Flaxseed is also a good source of lignans, which are compounds that have biological activity in the body. Lignans are important because they block the activity of estrogen. This may reduce the risk of breast, colon, ovarian, and prostate cancer.

For a quick and easy salad dressing, mix red wine vinegar, olive oil, ground flaxseed, and a bit of honey for added sweetness. If you have a sweet tooth, add ground flaxseed to your muffin batter for added fiber.

5. Almonds

Almonds are very high in omega-6s. However, they are also low in omega-3s. For this reason, snack on almonds occasionally or consider mixing your almonds with walnuts, which have more omega-3s.

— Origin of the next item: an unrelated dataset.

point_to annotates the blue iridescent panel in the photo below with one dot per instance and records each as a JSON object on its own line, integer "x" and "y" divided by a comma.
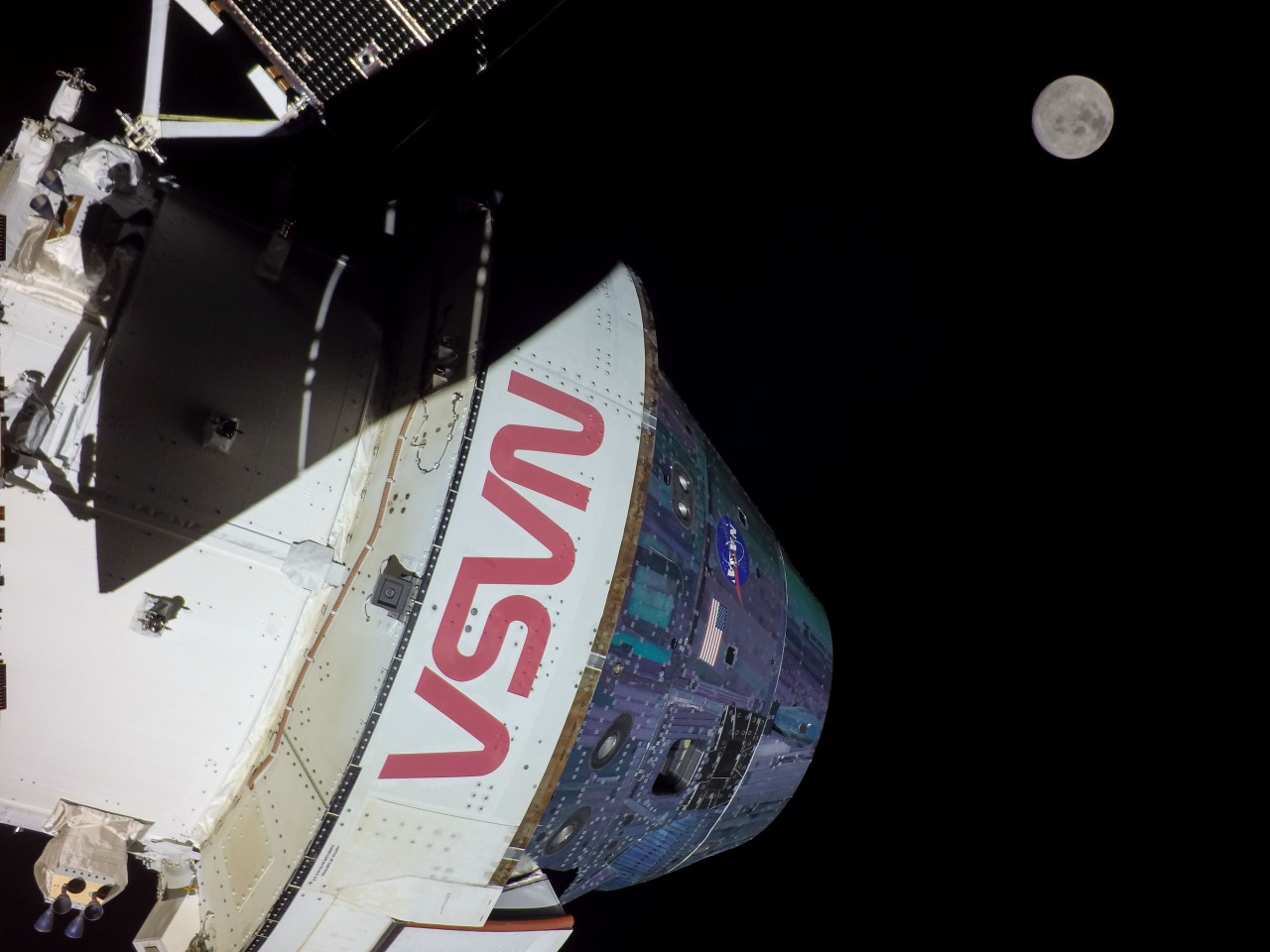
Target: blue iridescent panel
{"x": 715, "y": 690}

A 100 calorie serving (17 almonds), provides 22% of your daily Vitamin E needs. Vitamin E may reduce the risk of heart disease by reducing inflammation. Like other nuts, almonds are naturally low in cholesterol and sodium. To ensure proper portion control and enjoyment of your salad, think about having slivers of almonds instead of whole almonds, on your salads.

6. Cashews

Cashews are a good source of manganese, copper, magnesium, and phosphorus. Magnesium, manganese, and phosphorus are all important for bone health. Cashews contain more fat than some other nuts, so be careful with your portions. Try eating a few at a time (easier said than done!), or make your own nut mix.

7. Chia seeds

Chia seeds are a popular power food. Chia seeds are very low in cholesterol and sodium. They are a good source of calcium and phosphorus, and a very good source of dietary fiber and manganese. To incorporate chia seeds into your diet, try adding chia seeds to your favourite smoothie.

REFERENCES:

Whitney, E and Rady Rolfes, S. Understanding Nutrition 11th edition. Belmont: Thomson Wadsworth, 2008.